Präsident
des Bundesarbeitgeberverbandes der Personaldienstleister
(BAP)
Sebastian
Lazay
Personaldienstleister
müssen Antworten auf den Wandel des Arbeitsmarktes finden
Die Personaldienstleister haben die Auswirkungen des politisch und
wirtschaftlich nervösen Jahres 2019 in Deutschland zu spüren
bekommen, denn die Zahl der Zeitarbeitnehmer ist merklich
gesunken. Laut der neuesten Statistik der Bundesagentur für
Arbeit (BA) waren im August 2019 750.000 Menschen in der Branche
sozialversicherungspflichtig beschäftigt und somit 106.000
weniger als im Vorjahresmonat.
Ausschlaggebend hierfür sind vorrangig drei Faktoren: Erstens,
eine anhaltend schwache Konjunktur in Deutschland, insbesondere in
der Exportindustrie. Zweitens, der branchenübergreifende
Fachkräftemangel, der auf den demografischen Wandel und das
zehnjährige kontinuierliche Beschäftigungswachstum
zurückzuführen ist. Und Drittens schließlich die gesetzlichen
Änderungen und Einschränkungen, die die Bundesregierung mit den
jüngsten gesetzlichen Neuregelungen des
Arbeitnehmerüberlassungsgesetzes im Jahr 2017 eingeführt hat und
die noch immer negative Auswirkungen auf unsere Branche haben.
Bei einer differenzierten Betrachtung ist die Entwicklung jedoch
heterogen: Einerseits sank 2019 sowohl die Nachfrage nach
Zeitarbeit in der Industrie als auch nach gering qualifizierten
Arbeitskräften. Andererseits verzeichneten viele unserer
Mitgliedsunternehmen nach wie vor ein Wachstum, wenn es um
hochqualifizierte Arbeitskräfte und den Dienstleistungssektor
geht. Darüber hinaus lassen sich regionale Unterschiede
feststellen. Die Lage ist also komplexer denn je. Um auch in
diesen raueren Zeiten zu bestehen, dürfen wir uns als Arbeitgeber
nicht auf den Staat verlassen, sondern müssen selbst aktiv
Antworten auf den Wandel des Arbeitsmarktes finden.

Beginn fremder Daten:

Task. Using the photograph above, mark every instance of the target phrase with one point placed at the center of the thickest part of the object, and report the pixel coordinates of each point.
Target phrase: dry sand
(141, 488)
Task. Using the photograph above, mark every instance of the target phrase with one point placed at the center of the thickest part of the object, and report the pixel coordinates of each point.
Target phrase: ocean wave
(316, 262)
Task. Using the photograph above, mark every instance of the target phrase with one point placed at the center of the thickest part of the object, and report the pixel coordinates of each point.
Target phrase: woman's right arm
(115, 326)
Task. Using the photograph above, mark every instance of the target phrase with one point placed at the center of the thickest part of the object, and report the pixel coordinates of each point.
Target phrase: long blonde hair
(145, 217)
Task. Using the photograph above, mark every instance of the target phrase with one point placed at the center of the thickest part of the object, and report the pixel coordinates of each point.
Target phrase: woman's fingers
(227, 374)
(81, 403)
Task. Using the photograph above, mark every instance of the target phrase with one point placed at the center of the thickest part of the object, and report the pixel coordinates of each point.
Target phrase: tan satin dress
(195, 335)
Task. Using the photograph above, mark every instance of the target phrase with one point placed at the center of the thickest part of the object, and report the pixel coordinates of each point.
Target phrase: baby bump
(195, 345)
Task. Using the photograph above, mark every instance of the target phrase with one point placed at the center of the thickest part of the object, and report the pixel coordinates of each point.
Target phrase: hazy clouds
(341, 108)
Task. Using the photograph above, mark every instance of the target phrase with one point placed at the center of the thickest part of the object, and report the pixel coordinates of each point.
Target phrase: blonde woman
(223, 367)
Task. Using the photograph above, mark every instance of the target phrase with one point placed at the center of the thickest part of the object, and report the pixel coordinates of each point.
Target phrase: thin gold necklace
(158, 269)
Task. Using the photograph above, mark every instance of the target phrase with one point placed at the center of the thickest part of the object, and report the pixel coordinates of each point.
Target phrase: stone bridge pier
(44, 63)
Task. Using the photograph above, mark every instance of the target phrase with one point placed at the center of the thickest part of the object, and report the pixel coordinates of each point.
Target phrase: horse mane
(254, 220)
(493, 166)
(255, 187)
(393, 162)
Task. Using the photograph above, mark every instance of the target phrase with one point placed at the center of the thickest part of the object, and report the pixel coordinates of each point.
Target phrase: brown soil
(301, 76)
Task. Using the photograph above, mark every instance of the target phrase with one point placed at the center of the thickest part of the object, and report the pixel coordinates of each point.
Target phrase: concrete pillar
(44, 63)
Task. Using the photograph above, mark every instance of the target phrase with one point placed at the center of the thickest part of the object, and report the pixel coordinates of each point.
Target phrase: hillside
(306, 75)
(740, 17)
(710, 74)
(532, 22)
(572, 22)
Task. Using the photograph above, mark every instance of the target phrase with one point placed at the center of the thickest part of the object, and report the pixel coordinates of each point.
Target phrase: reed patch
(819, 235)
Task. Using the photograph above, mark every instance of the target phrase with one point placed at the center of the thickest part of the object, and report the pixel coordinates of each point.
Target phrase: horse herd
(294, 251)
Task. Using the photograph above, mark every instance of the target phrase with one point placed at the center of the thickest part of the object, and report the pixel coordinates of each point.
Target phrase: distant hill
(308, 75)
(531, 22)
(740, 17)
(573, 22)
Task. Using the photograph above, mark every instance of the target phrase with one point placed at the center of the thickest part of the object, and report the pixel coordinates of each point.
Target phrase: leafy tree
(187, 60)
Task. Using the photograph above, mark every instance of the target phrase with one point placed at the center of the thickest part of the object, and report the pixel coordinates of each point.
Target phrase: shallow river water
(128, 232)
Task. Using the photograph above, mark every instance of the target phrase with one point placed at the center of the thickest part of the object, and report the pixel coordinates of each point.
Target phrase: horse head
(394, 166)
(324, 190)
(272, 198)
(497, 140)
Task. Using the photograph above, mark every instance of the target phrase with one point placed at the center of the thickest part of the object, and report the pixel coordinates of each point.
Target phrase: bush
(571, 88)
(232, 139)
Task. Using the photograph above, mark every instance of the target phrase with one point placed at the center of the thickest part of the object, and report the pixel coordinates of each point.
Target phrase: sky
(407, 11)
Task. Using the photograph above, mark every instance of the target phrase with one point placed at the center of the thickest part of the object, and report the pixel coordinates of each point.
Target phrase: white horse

Stichwort Staat: Auch im zu Ende gehenden Jahr warf uns die
Politik mehrere Knüppel zwischen die Beine. Hierzu zählt das in
diesem Jahr vom Bundestag verabschiedete
Fachkräfteeinwanderungsgesetz, das eigentlich eine gute Nachricht
für den Wirtschaftsstandort Deutschland ist. Es hat nur eine
entscheidende Schwäche: Es verwehrt der Zeitarbeit als einziger
Branche die Anwerbung von Menschen mit einer klassischen
Berufsausbildung auch außerhalb der EU. Dies ist wirklich
paradox, denn gerade die Personaldienstleister beweisen seit
Jahren im Flüchtlingsbereich, dass sie Migration und die
dazugehörige soziale Integration über nationale Grenzen hinaus
managen können, wie auch die im Frühjahr 2019 gestartete neue
BAP-Initiative „Integrationsdienstleister“ (
www.integrationsdienstleister. de) eindrucksvoll aufzeigt. Der BAP
wird sich auch zukünftig dafür stark machen, dass die
Fachkräftezuwanderung für die Zeitarbeit endlich geöffnet und
die diskriminierende Sonderregelung für die Branche abgeschafft
wird.
Ebenso
wenig nachvollziehbar sind die politischen Forderungen nach einer
Regulierung oder gar Verbot der Zeitarbeit in der Pflege, die 2019
wie ein Mantra immer wieder ertönten. Fakt ist, dass die
tatsächlichen Zahlen von Zeitarbeitskräften in der Pflege und
die öffentliche Diskussion weit auseinanderliegen. So zeigt eine
aktuelle Sonderauswertung der BA, dass die Quote der
Zeitarbeitsbranche an allen Pflegekräften gerade einmal bei 1,02
Prozent liegt. Zeitarbeit in der Pflege ist also ein
Randphänomen. Insofern ist es nicht nachvollziehbar, weswegen die
Politik und auch vereinzelte Pflegeverbände Zeitarbeit
ausgerechnet in der Pflege einschränken wollen, obwohl
Pflegekräfte überall händeringend gebraucht werden. Weder Zwang
noch Bevormundung schafft eine einzige Pflegekraft zusätzlich!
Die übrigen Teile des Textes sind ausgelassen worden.